Abstract

The 70 kDa soluble lytic transglycosylase (Slt70) from Escherichia coli is an exo-muramidase, that catalyses the cleavage of the glycosidic bonds between N-acetylmuramic acid and N-acetylglucosamine residues in peptidoglycan, the main structural component of the bacterial cell wall. This cleavage is accompanied by the formation of a 1,6-anhydro bond between the C1 and O6 atoms in the N-acetylmuramic acid residue (anhMurNAc). Crystallographic studies at medium resolution revealed that Slt70 is a multi-domain protein consisting of a large ring-shaped α-superhelix with on top a catalytic domain, which resembles the fold of goose-type lysozyme.

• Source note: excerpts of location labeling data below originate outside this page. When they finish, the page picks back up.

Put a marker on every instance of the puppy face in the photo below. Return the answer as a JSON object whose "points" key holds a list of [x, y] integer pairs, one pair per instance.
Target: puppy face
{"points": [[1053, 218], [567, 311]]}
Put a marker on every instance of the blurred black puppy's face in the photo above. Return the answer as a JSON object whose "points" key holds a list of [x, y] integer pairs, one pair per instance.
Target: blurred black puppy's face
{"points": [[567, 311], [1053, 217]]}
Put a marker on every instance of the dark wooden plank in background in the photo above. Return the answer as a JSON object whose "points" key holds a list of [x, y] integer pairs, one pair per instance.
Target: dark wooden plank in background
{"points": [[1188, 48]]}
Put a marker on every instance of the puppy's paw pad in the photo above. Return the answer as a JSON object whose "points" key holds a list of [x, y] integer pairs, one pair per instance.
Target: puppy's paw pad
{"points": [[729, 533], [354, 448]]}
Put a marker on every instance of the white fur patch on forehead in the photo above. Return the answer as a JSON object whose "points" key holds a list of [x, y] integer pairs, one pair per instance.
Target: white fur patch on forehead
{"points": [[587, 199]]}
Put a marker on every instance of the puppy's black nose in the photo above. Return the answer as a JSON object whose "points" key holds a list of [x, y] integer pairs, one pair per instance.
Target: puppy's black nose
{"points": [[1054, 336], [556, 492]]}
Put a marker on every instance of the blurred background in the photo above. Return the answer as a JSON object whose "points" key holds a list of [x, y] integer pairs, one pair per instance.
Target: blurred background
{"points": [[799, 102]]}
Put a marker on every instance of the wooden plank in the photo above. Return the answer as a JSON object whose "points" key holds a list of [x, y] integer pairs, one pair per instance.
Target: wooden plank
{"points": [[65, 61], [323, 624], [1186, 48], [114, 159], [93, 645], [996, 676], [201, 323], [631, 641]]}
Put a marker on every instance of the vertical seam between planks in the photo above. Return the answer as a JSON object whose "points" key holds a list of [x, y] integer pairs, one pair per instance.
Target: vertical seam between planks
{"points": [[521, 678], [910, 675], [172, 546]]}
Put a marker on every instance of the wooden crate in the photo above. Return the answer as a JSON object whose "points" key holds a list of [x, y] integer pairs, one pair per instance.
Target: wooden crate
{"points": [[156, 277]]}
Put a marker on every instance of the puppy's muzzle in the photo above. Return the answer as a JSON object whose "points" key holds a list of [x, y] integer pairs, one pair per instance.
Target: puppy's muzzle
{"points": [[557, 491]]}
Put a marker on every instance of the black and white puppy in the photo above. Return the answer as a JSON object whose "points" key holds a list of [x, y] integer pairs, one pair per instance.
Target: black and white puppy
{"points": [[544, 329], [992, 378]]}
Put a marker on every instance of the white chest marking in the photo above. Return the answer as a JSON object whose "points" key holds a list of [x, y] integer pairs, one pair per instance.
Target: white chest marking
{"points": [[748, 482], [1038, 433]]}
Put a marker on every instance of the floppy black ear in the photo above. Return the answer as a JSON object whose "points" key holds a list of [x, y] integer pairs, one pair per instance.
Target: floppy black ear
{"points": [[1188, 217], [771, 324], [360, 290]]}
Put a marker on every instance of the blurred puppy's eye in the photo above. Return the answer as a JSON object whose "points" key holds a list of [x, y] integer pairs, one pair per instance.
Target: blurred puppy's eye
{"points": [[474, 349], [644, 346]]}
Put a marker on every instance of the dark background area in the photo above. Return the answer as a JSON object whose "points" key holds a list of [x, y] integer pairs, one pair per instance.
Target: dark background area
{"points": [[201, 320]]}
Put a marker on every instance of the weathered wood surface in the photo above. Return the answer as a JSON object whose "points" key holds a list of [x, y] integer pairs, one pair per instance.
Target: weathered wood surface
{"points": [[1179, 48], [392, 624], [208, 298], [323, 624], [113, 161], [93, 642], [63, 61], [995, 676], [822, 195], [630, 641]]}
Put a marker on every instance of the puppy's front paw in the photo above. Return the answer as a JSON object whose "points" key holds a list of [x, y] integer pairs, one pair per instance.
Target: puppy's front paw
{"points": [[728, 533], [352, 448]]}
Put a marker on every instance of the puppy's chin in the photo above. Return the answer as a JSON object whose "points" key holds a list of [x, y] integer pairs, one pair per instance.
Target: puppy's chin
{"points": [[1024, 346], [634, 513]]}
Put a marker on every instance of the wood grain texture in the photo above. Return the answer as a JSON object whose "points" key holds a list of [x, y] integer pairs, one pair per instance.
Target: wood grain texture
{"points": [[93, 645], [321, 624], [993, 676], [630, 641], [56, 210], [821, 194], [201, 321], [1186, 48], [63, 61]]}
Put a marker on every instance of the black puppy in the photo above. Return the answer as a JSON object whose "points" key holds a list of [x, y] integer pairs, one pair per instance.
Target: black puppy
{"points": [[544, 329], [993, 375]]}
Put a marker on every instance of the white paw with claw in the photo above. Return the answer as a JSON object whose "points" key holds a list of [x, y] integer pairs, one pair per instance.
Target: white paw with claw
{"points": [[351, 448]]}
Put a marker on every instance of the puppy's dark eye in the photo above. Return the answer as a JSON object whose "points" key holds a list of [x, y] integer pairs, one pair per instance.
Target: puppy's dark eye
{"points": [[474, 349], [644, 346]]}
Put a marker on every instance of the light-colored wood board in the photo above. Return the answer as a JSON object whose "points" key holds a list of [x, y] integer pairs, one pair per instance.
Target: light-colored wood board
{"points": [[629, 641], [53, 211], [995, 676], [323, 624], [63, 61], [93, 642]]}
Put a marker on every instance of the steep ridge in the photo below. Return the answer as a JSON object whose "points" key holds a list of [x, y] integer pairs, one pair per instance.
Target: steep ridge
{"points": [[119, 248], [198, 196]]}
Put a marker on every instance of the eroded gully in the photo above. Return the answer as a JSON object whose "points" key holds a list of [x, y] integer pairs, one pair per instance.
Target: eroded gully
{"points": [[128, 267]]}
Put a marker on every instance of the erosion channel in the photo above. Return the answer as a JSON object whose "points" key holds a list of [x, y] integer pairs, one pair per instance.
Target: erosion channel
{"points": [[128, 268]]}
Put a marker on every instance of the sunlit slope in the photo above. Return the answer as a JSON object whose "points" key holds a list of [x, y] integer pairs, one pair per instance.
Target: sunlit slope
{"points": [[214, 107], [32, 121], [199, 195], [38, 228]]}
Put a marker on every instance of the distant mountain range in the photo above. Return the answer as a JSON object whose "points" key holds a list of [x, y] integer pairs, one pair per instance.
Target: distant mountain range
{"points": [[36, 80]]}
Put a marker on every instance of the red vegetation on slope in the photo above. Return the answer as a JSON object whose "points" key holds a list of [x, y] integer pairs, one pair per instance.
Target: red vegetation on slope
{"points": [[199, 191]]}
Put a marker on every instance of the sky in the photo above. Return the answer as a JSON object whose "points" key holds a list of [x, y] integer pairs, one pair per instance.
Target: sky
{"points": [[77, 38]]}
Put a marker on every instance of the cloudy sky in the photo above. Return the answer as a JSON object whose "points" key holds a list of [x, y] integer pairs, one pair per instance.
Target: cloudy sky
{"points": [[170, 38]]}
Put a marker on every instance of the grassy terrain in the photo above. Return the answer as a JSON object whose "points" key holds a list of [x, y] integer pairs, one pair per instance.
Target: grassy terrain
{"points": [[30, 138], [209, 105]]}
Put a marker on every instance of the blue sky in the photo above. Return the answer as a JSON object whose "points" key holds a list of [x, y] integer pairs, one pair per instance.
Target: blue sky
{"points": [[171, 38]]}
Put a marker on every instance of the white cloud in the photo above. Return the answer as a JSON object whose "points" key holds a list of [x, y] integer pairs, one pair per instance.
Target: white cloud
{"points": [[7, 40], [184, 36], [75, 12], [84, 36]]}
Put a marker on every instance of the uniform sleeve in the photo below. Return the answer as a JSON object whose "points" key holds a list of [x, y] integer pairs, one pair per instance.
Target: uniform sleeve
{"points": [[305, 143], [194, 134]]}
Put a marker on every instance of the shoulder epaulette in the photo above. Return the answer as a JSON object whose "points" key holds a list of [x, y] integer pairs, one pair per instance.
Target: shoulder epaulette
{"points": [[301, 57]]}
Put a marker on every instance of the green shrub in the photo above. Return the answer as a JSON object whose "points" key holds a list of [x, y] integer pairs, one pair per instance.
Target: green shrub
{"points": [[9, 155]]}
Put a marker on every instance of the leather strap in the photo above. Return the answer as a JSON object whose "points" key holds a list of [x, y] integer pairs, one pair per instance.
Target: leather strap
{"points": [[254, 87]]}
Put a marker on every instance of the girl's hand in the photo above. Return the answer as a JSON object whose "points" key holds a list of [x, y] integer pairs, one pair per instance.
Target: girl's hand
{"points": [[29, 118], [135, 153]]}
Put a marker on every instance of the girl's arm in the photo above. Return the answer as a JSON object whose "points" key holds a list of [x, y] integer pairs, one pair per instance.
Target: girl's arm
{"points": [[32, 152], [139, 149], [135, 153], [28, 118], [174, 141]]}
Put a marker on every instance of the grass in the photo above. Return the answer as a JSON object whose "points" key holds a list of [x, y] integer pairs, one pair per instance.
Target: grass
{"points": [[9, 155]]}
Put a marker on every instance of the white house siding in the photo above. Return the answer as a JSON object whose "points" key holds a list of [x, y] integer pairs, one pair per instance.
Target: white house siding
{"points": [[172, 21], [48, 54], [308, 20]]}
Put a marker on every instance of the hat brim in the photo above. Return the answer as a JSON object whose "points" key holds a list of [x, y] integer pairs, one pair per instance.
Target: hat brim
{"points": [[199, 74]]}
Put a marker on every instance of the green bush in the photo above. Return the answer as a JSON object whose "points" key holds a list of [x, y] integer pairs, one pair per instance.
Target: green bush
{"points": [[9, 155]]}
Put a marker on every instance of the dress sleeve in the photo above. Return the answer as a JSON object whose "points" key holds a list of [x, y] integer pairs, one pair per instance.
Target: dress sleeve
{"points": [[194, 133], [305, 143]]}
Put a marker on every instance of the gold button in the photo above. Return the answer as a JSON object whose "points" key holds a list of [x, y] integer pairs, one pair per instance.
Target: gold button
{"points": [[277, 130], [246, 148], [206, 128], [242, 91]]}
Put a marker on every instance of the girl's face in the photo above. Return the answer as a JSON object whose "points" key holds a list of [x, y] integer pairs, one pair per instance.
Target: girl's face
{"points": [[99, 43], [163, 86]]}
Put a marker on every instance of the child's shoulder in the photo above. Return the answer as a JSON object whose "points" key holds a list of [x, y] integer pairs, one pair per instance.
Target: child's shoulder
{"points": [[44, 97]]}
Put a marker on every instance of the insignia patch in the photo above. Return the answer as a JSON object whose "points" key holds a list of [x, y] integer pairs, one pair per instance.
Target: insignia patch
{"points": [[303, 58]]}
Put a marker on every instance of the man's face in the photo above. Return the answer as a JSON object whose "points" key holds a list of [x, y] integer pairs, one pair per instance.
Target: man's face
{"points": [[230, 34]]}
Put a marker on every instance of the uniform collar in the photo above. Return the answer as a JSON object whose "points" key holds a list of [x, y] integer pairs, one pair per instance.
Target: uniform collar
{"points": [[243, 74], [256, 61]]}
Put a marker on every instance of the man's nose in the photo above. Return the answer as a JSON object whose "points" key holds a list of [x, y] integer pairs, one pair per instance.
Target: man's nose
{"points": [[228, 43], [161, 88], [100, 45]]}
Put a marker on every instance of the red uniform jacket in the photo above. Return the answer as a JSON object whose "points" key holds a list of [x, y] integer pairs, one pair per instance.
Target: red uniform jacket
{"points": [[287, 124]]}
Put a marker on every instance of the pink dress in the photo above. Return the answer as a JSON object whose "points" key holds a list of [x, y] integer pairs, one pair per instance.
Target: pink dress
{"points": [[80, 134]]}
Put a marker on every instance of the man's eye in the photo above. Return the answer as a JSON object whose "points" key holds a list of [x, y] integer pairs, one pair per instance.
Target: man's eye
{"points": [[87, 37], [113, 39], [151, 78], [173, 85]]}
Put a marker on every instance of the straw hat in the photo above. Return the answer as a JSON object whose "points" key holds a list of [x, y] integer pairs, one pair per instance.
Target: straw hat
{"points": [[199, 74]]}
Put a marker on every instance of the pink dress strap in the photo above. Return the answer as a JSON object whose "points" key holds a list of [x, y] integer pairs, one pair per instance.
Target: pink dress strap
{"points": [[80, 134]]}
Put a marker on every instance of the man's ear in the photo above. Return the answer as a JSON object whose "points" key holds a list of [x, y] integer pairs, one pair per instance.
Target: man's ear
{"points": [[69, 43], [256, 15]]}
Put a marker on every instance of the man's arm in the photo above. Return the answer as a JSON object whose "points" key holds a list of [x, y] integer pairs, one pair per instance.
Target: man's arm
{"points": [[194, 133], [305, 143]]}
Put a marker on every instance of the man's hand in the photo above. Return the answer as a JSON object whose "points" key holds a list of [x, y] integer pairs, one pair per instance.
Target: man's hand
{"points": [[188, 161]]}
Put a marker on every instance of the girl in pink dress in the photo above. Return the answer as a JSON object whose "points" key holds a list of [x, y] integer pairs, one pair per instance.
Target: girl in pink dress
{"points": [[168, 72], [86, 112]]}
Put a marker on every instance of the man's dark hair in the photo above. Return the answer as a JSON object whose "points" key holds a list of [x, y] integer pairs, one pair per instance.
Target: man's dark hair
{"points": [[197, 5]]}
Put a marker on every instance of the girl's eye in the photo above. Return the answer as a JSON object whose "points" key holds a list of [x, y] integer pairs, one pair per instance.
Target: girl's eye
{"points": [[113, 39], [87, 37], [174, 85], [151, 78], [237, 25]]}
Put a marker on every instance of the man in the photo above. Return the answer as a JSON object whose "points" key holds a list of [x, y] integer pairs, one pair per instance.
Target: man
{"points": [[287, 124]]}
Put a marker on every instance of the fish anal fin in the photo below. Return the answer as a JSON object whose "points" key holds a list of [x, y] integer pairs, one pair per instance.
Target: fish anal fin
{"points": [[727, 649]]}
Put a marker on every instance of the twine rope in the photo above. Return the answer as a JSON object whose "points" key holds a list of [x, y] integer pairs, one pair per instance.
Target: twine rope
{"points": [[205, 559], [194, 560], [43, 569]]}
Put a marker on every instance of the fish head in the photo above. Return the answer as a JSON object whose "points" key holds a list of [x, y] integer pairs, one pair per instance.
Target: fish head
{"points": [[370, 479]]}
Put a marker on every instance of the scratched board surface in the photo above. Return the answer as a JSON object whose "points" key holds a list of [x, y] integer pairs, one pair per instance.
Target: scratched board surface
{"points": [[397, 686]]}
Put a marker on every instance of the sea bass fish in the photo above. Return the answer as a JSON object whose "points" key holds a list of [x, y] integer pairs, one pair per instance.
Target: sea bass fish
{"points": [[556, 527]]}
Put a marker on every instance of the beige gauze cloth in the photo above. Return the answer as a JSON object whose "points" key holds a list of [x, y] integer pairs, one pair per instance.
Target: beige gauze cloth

Here we report the crystal structures of native Slt70 and of its complex with a 1,6-anhydromuropeptide solved at nominal resolutions of 1.65 Å and 1.90 Å, respectively. The high resolution native structure reveals the details on the hydrogen bonds, electrostatic and hydrophobic interactions that stabilise the catalytic domain and the α-superhelix. The building-block of the α-superhelix is an “up-down-up-down” four-α-helix bundle involving both parallel and antiparallel helix pairs. Stabilisation of the fold is provided through an extensive packing of apolar atoms, mostly from leucine and alanine residues. It lacks, however, an internal consensus sequence that characterises other super-secondary helical folds like the β-helix in pectate lyase or the (β-α)-helix in the ribonuclease inhibitor. The 1,6-anhydromuropeptide product binds in a shallow groove adjacent to the peptidoglycan-binding groove of the catalytic domain. The groove is formed by conserved residues at the interface of the catalytic domain and the α-superhelix. The structure of the Slt70-1,6-anhydromuropeptide complex confirms the presence of a specific binding-site for the peptide moieties of the peptidoglycan and it substantiates the notion that Slt70 starts the cleavage reaction at the anhMurNAc end of the peptidoglycan.